Datasets

by ckchzh

Browse and load ready-to-use AI/ML datasets with fast manipulation. Use when searching datasets, loading training data, transforming formats.

View Chinese version with editor review

安装

claude skill add --url github.com/openclaw/skills/tree/main/skills/ckchzh/datasets

文档

Datasets

A data processing toolkit for ingesting, transforming, querying, and managing dataset entries from the command line.
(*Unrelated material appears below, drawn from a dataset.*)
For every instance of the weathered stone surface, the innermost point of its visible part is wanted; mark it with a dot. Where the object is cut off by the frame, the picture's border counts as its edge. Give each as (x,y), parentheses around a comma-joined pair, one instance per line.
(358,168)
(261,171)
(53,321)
All operations are logged with timestamps and stored locally.

Commands

Data Operations

Each data command works in two modes: run without arguments to view recent entries, or pass input to record a new entry.

CommandDescription
datasets ingest <input>Ingest data — record a new ingest entry or view recent ones
datasets transform <input>Transform data — record a transformation or view recent ones
datasets query <input>Query data — record a query or view recent ones
datasets filter <input>Filter data — record a filter operation or view recent ones
datasets aggregate <input>Aggregate data — record an aggregation or view recent ones
datasets visualize <input>Visualize data — record a visualization or view recent ones
datasets export <input>Export data — record an export entry or view recent ones
datasets sample <input>Sample data — record a sample or view recent ones
datasets schema <input>Schema management — record a schema entry or view recent ones
datasets validate <input>Validate data — record a validation or view recent ones
datasets pipeline <input>Pipeline management — record a pipeline step or view recent ones
datasets profile <input>Profile data — record a profile or view recent ones

Utility Commands

CommandDescription
datasets statsShow summary statistics — entry counts per category, total entries, disk usage
datasets export <fmt>Export all data to a file (formats: json, csv, txt)
datasets search <term>Search all log files for a term (case-insensitive)
datasets recentShow last 20 entries from activity history
datasets statusHealth check — version, data directory, entry count, disk usage, last activity
datasets helpShow available commands
datasets versionShow version (v2.0.0)

Data Storage

All data is stored locally at ~/.local/share/datasets/:

  • Each data command writes to its own log file (e.g., ingest.log, transform.log)
  • Entries are stored as timestamp|value pairs (pipe-delimited)
  • All actions are tracked in history.log with timestamps
  • Export generates files in the data directory (export.json, export.csv, or export.txt)

Requirements

  • Bash (with set -euo pipefail)
  • Standard Unix utilities: date, wc, du, grep, tail, cat, sed
  • No external dependencies or API keys required

When to Use

  • To log and track data processing operations (ingest, transform, query, etc.)
  • To maintain a searchable history of data pipeline activities
  • To export accumulated records in JSON, CSV, or plain text format
  • As part of larger automation or data-pipeline workflows
  • When you need a lightweight, local-only dataset operation tracker

Examples

bash
# Record a new ingest entry
datasets ingest "loaded training_data.csv 10000 rows"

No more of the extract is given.